Tech

JPMorgan upgrades China's tech sector, says it's time to buy these stocks

Key Points
  • Analysts at JPMorgan have raised the ratings for the stocks of seven Chinese internet firms including Tencent, Alibaba, Meituan, NetEase and Pinduoduo from "underweight" to "overweight"
  • In March, the Wall Street bank said it considered China's tech sector "uninvestable" for the next six to 12 months.
  • Even before JPMorgan's March call, Chinese internet stocks were already taking a beating — hammered by months of regulatory uncertainty and worries over supply chain disruptions from the mainland's strict zero-Covid policy.

In this article

This photo from September 25, 2020 shows Jack Ma, founder of Alibaba Group, attending the opening ceremony of the 3rd All-China Young Entrepreneurs Summit in Fuzhou, Fujian Province of China. Alibaba is among the Chinese technology stocks recently upgraded by JPMorgan analysts.
Lyu Ming | China News Service via Getty Images

JPMorgan has upgraded Chinese tech stocks on the back of diminished risks, just two months after calling the sector "uninvestable."

Analysts at the U.S. investment have raised the ratings for the stocks of seven Chinese internet firms including Tencent, Alibaba, Meituan, NetEase and Pinduoduo from "underweight" to "overweight." It indicates they believe these shares could outperform the average total return of stocks in the analyst's scope of coverage over the next six to 12 months.

In a note published Monday, the bank's China Internet analyst Alex Yao and a team said "significant uncertainties should begin to abate on the back of recent regulatory announcements" that came earlier than expected.

Digital entertainment, local service and e-commerce stocks will be "the first batch of outperformers," the bank said.

"We think key risks to the sector have diminished, particularly in terms of regulatory risk, ADR delisting risk, and geopolitical risk," the JPMorgan analysts said.

Back in March, Yao and a team said they considered the sector "uninvestable" for the next six to 12 months, a call that Bloomberg later reported was published in error. JPMorgan's Yao did not immediately respond to CNBC's request for comment on the claims made in Bloomberg's report.

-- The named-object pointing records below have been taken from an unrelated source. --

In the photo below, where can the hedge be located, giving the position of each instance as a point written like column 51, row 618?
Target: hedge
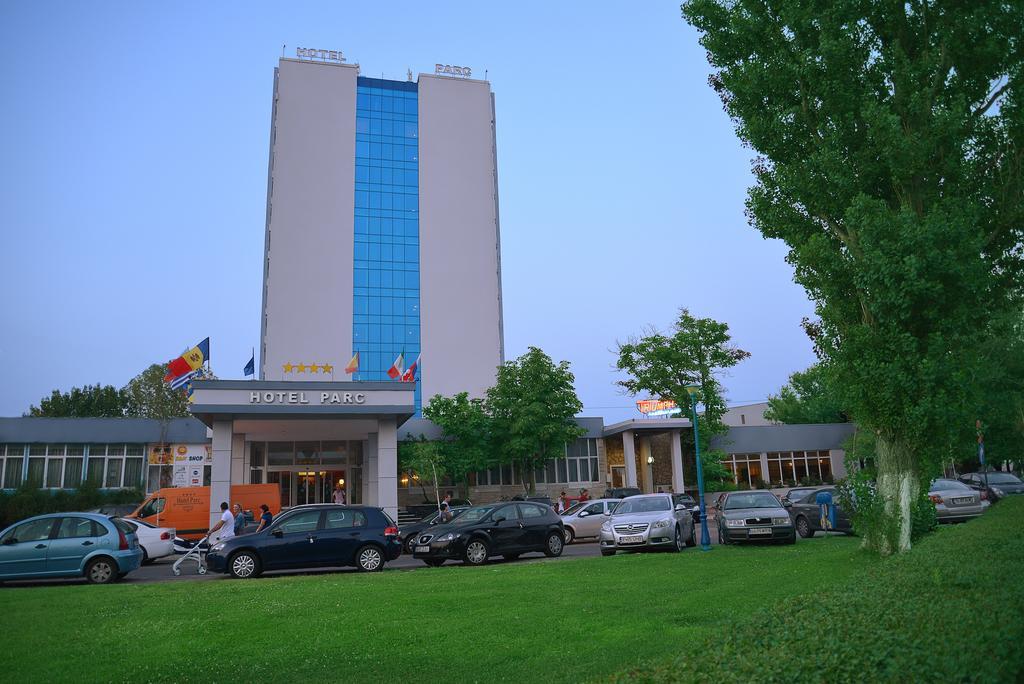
column 949, row 609
column 29, row 501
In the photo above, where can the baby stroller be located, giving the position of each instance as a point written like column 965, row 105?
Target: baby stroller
column 196, row 554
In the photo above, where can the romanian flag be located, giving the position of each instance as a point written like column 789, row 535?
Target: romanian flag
column 353, row 366
column 188, row 361
column 395, row 371
column 410, row 374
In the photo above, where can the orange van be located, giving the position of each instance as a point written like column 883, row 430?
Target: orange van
column 187, row 509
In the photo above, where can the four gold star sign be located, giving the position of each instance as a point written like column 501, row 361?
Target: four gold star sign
column 307, row 368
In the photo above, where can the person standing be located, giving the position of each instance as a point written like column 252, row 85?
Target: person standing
column 240, row 519
column 265, row 517
column 339, row 494
column 225, row 525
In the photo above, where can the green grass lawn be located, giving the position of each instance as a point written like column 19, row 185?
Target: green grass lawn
column 554, row 622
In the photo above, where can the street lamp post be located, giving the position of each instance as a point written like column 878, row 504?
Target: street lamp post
column 705, row 536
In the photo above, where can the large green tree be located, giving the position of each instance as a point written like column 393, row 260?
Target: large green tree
column 532, row 404
column 466, row 440
column 695, row 351
column 808, row 397
column 88, row 401
column 890, row 163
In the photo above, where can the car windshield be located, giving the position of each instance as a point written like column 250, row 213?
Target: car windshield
column 752, row 500
column 475, row 514
column 643, row 505
column 1001, row 478
column 939, row 485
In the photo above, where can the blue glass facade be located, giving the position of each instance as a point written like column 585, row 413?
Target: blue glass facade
column 386, row 288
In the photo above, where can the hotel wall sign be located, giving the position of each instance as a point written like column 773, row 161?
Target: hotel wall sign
column 326, row 398
column 313, row 53
column 449, row 70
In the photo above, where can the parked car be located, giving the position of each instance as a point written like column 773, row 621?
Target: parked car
column 645, row 522
column 506, row 528
column 690, row 503
column 584, row 519
column 798, row 493
column 411, row 531
column 806, row 513
column 621, row 493
column 754, row 516
column 115, row 510
column 156, row 542
column 311, row 536
column 996, row 485
column 955, row 501
column 69, row 545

Even before the bank's March call, Chinese internet stocks were already taking a beating — hammered by months of regulatory uncertainty and worries over supply chain disruptions from the mainland's strict zero-Covid policy.

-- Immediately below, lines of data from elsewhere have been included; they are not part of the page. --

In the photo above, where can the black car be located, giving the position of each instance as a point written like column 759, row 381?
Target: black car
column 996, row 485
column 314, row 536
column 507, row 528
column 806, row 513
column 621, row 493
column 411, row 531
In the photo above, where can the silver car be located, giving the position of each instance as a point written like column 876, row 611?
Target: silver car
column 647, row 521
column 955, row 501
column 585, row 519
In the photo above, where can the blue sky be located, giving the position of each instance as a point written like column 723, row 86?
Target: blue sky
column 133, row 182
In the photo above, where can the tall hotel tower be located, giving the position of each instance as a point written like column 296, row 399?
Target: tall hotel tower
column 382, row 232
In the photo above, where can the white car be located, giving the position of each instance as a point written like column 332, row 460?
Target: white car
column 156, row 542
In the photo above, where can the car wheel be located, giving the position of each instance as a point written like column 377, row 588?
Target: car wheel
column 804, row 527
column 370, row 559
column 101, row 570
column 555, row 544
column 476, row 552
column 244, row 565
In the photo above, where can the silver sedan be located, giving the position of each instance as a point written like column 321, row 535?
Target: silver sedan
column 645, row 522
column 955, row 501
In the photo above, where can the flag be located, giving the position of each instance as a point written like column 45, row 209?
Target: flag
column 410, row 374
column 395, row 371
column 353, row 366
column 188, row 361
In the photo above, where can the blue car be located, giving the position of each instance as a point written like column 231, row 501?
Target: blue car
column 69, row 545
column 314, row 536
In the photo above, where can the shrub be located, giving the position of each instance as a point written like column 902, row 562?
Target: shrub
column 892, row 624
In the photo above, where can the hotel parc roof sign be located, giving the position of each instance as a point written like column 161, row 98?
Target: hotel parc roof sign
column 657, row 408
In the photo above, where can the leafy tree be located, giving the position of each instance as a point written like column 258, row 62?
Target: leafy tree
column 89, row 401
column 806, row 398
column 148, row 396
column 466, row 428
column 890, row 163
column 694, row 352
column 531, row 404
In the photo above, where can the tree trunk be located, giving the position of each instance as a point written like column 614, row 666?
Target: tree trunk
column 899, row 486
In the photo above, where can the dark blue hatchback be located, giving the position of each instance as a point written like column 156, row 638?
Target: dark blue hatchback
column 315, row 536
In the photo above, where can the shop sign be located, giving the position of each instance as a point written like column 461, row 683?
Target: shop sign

The Hang Seng Tech index which tracks the largest Hong Kong-listed technology stocks has fallen more than 27% this year, as of Monday's close.

Concerns over a higher interest rate environment as major central banks look to tame hot inflation have also been an overhang for the broader tech sector globally. Rising rates tend to make future earnings for growth companies look less attractive.

The tech-heavy Nasdaq Composite on Wall Street has fallen more than 25%, as of Monday's close.